On April 2, the Montana Legislature voted to put a measure on the November 2020 ballot that, if approved by voters, would remove the authority of local governments to regulate the carrying of concealed weapons. The measure was designed to be sent to voters if an identical bill, House Bill 325, is vetoed by Democratic Governor Steve Bullock. House Bill 325 passed in the legislature along party lines (29-20 in the Senate and 57-42 in the House) on April 3, 2019. To override the governor’s veto in Montana, a two-thirds vote in each chamber (67 votes in the House and 34 votes in the Senate) would be required.

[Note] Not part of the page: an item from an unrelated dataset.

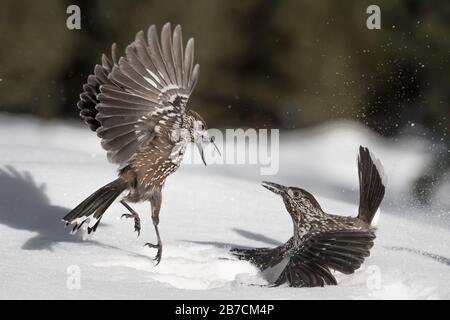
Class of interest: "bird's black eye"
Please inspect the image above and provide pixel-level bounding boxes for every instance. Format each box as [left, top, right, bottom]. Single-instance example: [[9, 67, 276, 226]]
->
[[294, 191, 299, 197]]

House Bill 357, sponsored by Representatives Matt Regier (R-4) and Derek Skees (R-11), would state that it is the policy of Montana “that the citizens of the state should be aware of, understand, and comply with any restrictions on the right to keep or bear arms that the people have reserved to themselves in Article II, section 12, of the Montana constitution, and that to minimize confusion the legislature withholds from local governments the power to restrict or regulate the possession of firearms.”
The measure’s text states that its purpose is “to secure the right to keep and bear arms and to prevent a patchwork of restrictions by local governments across the state.”
On February 21, 2019, the House passed the bill in a vote of 56 to 43, largely along party lines. Jade Bahr (D-50) and Jacob Bachmeier (D-28) were the only two of 42 House Democrats to vote in favor while Geraldine Custer (R-39), Neil Duram (R-2), and Bruce Grubbs (R-68) were the only three of 58 House Republicans to vote against. Representative Dale Mortensen (R-44) was absent. The measure passed in the Senate on April 2, 2019, by a vote of 28 to 21 with one Republican Senator absent or excused. One Republican, Brian Hoven of District 13, joined all 20 Senate Democrats in voting no. All 28 yes votes came from Republicans.
Montana Code 5-4-301 provides that the governor cannot veto legislatively-referred state statutes or stop them from appearing on the ballot. Montana is one of 14 states with divided government. The Montana State Legislature is controlled by Republicans and the governor’s office is controlled by Democrat Steve Bullock.